ZFS - A new approach new system

A file system used by OpenSolaris provides simple adminstration, transactional semantics, end-to-end data integrity, and immense scalability.

ZFS Features:

• Pooled Storage Model
• Always consistent state
• Protection from data corruption
• Live data scrubbing
• Instantaneous snapshots and clones
• Fast native back up and restore
• Higly scalable
• Buit in compression
• Simplified adminstration model

Lets see what it means

ZFS presents a pooled storage model that completely eliminates the concept of volumes and the associated problems of partitions, provisioning, wasted bandwidth and stranded storage. Thousands of file systems can draw from a common storage pool, each one consuming only as much space as it actually needs. The combined I/O bandwidth of all devices in the pool is available to all filesystems at all times.

All operations are copy-on-write transactions, so the on-disk state is always valid. There is no need to fsck(1M) a ZFS file system, ever. Every block is checksummed to prevent silent data corruption, and the data is self-healing in replicated (mirrored or RAID) configurations. If one copy is damaged, ZFS detects it and uses another copy to repair it.

ZFS introduces a new data replication model called RAID-Z. It is similar to RAID-5 but uses variable stripe width to eliminate the RAID-5 write hole (stripe corruption due to loss of power between data and parity updates). All RAID-Z writes are full-stripe writes. There's no read-modify-write tax, no write hole, and — the best part — no need for NVRAM in hardware. ZFS loves cheap disks.

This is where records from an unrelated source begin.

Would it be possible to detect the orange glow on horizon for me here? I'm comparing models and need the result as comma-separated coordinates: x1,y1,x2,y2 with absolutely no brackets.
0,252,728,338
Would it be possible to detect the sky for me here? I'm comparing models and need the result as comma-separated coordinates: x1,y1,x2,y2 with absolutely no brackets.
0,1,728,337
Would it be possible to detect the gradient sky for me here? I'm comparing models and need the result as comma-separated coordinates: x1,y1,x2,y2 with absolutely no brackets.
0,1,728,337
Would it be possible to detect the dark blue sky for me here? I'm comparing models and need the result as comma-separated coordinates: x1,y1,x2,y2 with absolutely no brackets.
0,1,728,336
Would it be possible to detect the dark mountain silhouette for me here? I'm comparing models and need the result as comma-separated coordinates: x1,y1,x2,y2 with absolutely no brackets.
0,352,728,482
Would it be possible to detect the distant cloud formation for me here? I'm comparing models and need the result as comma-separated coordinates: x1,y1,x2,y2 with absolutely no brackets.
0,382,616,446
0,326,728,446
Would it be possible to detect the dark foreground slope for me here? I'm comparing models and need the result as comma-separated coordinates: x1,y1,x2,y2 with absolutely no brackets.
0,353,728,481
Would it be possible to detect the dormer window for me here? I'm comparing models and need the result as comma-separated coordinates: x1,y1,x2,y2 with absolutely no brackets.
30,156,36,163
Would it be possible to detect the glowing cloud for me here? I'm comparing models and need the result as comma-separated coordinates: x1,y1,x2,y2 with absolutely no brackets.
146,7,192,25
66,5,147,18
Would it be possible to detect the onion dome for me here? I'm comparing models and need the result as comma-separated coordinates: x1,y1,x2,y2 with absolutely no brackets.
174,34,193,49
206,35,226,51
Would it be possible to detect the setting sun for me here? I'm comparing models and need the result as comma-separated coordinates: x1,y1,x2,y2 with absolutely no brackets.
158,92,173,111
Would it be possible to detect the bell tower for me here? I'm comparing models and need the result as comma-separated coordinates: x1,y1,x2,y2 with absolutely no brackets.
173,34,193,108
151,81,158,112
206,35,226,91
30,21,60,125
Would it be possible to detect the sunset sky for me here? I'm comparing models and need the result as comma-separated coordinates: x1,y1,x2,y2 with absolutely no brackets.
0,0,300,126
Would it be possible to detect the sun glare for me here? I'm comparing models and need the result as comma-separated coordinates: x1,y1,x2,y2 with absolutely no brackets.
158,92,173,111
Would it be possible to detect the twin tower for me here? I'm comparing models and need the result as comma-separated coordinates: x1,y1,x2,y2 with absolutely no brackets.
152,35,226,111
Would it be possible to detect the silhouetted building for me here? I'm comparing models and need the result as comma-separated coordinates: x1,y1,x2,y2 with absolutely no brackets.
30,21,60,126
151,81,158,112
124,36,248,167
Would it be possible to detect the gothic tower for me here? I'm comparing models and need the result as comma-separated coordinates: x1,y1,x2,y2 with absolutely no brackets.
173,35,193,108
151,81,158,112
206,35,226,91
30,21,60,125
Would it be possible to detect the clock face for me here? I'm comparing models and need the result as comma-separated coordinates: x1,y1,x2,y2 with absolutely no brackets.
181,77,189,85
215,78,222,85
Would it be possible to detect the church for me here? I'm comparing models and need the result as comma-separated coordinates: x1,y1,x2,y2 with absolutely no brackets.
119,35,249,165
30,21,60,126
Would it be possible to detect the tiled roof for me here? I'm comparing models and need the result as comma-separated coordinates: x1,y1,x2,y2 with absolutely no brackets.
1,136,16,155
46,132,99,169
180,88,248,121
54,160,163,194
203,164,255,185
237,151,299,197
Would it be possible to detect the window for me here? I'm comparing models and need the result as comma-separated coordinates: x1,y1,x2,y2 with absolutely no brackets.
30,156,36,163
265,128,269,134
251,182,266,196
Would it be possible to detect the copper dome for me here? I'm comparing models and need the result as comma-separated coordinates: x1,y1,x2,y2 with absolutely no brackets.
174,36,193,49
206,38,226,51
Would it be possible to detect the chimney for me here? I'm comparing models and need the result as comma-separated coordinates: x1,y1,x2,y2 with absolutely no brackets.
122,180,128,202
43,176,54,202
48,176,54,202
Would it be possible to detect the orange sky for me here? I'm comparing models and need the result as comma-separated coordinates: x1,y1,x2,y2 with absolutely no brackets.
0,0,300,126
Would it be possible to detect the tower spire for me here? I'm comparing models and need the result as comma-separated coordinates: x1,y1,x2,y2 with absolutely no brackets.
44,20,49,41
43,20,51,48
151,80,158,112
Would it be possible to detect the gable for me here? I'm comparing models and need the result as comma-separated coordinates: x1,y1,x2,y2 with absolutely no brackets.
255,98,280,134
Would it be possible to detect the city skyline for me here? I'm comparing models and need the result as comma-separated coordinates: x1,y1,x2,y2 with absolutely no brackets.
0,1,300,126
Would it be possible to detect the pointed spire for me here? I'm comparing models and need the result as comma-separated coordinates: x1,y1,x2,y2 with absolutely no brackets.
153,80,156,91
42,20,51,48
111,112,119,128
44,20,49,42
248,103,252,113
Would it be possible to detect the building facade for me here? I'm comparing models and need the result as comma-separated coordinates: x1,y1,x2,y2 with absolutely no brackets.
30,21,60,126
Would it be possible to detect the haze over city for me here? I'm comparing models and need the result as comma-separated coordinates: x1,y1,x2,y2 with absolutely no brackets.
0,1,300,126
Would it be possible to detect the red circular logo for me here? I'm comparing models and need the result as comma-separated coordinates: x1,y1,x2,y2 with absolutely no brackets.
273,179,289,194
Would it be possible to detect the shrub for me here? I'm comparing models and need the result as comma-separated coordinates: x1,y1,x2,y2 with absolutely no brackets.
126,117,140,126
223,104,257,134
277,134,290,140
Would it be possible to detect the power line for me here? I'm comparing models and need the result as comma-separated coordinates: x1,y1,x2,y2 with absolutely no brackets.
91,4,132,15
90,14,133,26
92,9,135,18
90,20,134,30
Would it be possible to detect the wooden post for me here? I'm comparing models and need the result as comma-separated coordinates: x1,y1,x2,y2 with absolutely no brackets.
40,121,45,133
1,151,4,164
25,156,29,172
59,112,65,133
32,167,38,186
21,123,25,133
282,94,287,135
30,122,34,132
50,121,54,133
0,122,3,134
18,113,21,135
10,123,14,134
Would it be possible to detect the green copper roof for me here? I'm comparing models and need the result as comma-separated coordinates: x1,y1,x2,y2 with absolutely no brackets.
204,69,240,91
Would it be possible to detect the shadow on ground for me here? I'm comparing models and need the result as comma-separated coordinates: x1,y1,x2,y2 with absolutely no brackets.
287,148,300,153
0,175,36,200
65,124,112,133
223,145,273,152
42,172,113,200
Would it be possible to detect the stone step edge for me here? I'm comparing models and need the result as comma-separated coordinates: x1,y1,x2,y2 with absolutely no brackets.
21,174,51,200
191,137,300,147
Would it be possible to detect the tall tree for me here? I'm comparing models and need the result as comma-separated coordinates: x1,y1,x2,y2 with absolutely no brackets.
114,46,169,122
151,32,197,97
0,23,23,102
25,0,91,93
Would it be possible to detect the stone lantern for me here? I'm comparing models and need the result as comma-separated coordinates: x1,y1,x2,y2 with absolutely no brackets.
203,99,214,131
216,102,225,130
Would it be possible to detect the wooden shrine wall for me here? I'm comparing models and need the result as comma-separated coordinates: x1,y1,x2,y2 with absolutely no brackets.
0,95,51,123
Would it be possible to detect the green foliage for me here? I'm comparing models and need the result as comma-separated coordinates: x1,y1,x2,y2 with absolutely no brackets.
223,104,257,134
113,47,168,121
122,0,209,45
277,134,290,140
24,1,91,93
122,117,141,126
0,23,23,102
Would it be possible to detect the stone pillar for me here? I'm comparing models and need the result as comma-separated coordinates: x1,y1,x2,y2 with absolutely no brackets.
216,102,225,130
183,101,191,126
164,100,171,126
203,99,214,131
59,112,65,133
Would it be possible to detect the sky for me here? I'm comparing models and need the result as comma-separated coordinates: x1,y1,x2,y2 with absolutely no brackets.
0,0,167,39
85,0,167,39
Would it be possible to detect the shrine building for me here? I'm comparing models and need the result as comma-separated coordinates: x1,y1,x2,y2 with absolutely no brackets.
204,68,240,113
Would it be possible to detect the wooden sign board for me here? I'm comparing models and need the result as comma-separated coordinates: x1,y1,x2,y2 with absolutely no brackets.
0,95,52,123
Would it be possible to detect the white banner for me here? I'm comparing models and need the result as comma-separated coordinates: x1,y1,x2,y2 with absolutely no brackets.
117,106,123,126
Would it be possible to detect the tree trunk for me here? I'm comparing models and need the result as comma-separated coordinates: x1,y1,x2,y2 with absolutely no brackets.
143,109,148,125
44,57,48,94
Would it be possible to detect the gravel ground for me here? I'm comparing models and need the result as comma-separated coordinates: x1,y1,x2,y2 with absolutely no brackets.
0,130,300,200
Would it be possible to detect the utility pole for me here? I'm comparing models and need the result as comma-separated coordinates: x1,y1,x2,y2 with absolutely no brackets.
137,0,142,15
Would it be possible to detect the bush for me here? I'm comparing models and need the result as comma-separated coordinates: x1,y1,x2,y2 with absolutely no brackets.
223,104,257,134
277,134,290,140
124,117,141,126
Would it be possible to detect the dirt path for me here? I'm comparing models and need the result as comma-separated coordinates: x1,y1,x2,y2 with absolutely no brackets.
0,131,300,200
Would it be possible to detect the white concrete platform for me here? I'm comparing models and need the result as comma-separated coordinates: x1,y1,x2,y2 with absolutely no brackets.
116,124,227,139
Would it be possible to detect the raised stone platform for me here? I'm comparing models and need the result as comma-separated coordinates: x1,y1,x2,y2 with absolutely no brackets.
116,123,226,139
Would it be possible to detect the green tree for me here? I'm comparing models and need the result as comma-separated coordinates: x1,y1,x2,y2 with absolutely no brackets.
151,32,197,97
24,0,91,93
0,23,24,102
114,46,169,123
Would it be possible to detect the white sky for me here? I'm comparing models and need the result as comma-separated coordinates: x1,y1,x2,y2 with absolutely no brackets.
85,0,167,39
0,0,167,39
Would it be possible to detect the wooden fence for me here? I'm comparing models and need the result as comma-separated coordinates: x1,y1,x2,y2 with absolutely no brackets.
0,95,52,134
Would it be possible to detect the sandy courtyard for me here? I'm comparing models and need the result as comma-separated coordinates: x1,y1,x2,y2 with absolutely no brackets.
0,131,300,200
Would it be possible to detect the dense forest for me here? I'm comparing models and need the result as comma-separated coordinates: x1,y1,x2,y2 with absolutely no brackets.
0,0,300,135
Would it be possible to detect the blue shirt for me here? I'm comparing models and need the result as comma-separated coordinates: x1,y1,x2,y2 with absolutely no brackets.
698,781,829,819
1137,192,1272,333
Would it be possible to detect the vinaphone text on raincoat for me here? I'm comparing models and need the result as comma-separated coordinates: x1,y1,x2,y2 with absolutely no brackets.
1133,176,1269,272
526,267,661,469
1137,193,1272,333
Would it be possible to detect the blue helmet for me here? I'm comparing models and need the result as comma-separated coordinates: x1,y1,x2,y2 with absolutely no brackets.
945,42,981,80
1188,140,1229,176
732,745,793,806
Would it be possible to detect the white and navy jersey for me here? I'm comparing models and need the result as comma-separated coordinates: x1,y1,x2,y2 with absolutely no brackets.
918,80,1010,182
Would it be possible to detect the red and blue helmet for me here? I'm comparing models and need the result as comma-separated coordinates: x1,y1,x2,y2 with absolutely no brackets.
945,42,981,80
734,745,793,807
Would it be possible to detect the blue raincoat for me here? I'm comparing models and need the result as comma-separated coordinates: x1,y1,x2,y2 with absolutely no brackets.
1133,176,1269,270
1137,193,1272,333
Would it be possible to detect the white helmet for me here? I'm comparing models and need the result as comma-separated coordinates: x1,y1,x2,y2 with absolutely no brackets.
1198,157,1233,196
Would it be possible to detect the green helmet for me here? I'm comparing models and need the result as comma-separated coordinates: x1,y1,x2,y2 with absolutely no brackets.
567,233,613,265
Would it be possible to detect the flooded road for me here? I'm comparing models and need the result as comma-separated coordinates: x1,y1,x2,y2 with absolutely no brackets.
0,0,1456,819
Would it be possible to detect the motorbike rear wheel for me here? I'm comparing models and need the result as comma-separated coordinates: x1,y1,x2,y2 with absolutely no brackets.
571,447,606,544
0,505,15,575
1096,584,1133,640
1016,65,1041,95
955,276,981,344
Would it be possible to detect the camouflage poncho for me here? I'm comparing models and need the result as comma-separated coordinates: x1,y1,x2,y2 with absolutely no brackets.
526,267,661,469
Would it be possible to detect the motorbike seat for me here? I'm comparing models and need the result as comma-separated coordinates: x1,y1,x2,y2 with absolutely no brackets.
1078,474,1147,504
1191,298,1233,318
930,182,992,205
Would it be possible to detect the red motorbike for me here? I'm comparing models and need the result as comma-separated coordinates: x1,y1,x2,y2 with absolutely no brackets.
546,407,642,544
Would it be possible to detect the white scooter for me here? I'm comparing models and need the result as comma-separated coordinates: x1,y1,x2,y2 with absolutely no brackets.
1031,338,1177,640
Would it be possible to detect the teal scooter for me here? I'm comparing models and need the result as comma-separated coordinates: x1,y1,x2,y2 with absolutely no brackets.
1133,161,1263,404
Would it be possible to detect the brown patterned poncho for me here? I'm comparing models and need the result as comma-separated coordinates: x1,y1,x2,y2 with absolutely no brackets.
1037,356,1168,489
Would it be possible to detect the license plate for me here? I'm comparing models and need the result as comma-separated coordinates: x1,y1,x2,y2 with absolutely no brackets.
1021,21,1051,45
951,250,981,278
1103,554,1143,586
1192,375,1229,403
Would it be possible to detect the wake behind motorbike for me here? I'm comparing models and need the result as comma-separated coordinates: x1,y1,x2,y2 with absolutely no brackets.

ZFS provides unlimited constant-time snapshots and clones. A snapshot is a read-only point-in-time copy of a filesystem, while a clone is a writable copy of a snapshot. Clones provide an extremely space-efficient way to store many copies of mostly-shared data such as workspaces, software installations, and diskless clients.

ZFS backup and restore are powered by snapshots. Any snapshot can generate a full backup, and any pair of snapshots can generate an incremental backup. Incremental backups are so efficient that they can be used for remote replication — e.g. to transmit an incremental update every 10 seconds.

There are in ZFS. You can have as many files as you want; full 64-bit file offsets; unlimited links, directory entries, snapshots, and so on.

ZFS provides built-in compression. In addition to reducing space usage by 2-3x, compression also reduces the amount of I/O by 2-3x. For this reason, enabling compression actually makes some workloads go faster.

In addition to file systems, ZFS storage pools can provide volumes for applications that need raw-device semantics. ZFS volumes can be used as swap devices, for example. And if you enable compression on a swap volume, you now have compressed virtual memory.